Charlie Brown used to say, “There’s no heavier burden than a great potential.” Well, I say, there’s no heavier burden than constantly being right about the Dodgers. I don’t want the Dodgers to stink. They just do. And I always seem to know when they’re going to do it. Welcome, yet again, to The Underworld, the world below .500. Hiroki Kuroda – he of the near perfect game against Atlanta not too long ago – has been a whole new kind of bad in his last 3 starts. I’m talkin’ Andruw Jones bad. When the Giants score 7 runs against you in 2 innings AT HOME, may be time to go back on the DL for precautionary purposes.
I was wrong about one thing. I predicted Nomar would break within a week from his return from the DL. Took almost 3 weeks. He’s broken again. This time, it’s his knee. When did falling down become an automatic trip to the MRI machine and the DL for professional ballplayers? Nomar will be back on the DL immediately after the trading deadline and Colletti may be forced to find a shortstop. Probably have to settle for Bobby Crosby. Nomar is indeed made of porcelain.

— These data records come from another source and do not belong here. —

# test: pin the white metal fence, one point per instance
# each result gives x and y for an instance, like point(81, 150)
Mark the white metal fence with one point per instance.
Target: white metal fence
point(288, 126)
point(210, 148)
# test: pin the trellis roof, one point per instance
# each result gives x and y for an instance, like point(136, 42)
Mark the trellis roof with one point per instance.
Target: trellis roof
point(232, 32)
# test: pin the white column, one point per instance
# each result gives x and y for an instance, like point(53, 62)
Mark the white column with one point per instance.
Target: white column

Matt Kemp, nice at bat to lead off the 7th. It’s called a “slider.” “Sliiiiii-derrrrr.” What it does, see, is it looks a little like a fastball because it comes straight, but then it sliiiiiides away from you. Say it, Matt. “SLIIIII-DERRR.” Kemp, 15 game hitting streak or no, still has no clue what sport he's playing when he steps to the plate.

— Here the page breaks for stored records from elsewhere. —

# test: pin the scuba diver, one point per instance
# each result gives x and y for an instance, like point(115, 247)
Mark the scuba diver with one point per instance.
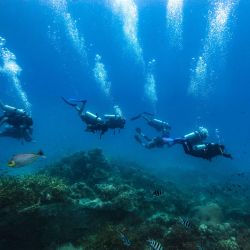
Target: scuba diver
point(93, 121)
point(156, 142)
point(193, 145)
point(18, 124)
point(158, 125)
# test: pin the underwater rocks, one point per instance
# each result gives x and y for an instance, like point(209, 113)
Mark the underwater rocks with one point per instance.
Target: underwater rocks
point(87, 201)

It was nice to see the Dodgers got a guy who cares enough to get kicked out in Casey Blake. Sorry, though, Casey, but you went around… like twice. It almost looked like Joe Torre cared too. Thanks, Joe. Oh, by the way, since we now know you care, would you please stop batting Jeff Kent clean up? He's over. Bat him 6th.
Here’s the deal, boys and girls. When your boat gets a leak or two, you can patch them up, but when leaks start springing all over the place, that boat won’t sail anymore. Dry dock it and fix it up for next year.

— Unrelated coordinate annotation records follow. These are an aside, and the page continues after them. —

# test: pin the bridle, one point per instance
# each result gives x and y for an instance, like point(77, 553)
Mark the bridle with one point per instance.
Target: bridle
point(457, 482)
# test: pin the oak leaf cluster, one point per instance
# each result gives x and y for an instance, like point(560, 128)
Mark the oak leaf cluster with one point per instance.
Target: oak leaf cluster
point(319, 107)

Tried calling Dodger talk, didn't get through. I gotta tell you, you've got a bunch of baseball-vapid, unknowledgable fans who call that show and it's a shame that no one tells them how freakin stupid they are. That's the problem with some Dodger fans. They play right into Frank McCourt's hands, having a Dodger Dog and enjoying "the stadium experience" while the product on the field continues to be far too inferior for the money they spend. This team hasn't won Jack S. Hit in 20 years. Doesn't anyone care enough to get mad and, at the same time, have the ability to articulate their thoughts while actually knowing what they're talking about? If that's what you're looking for, don't listen to Dodger Talk.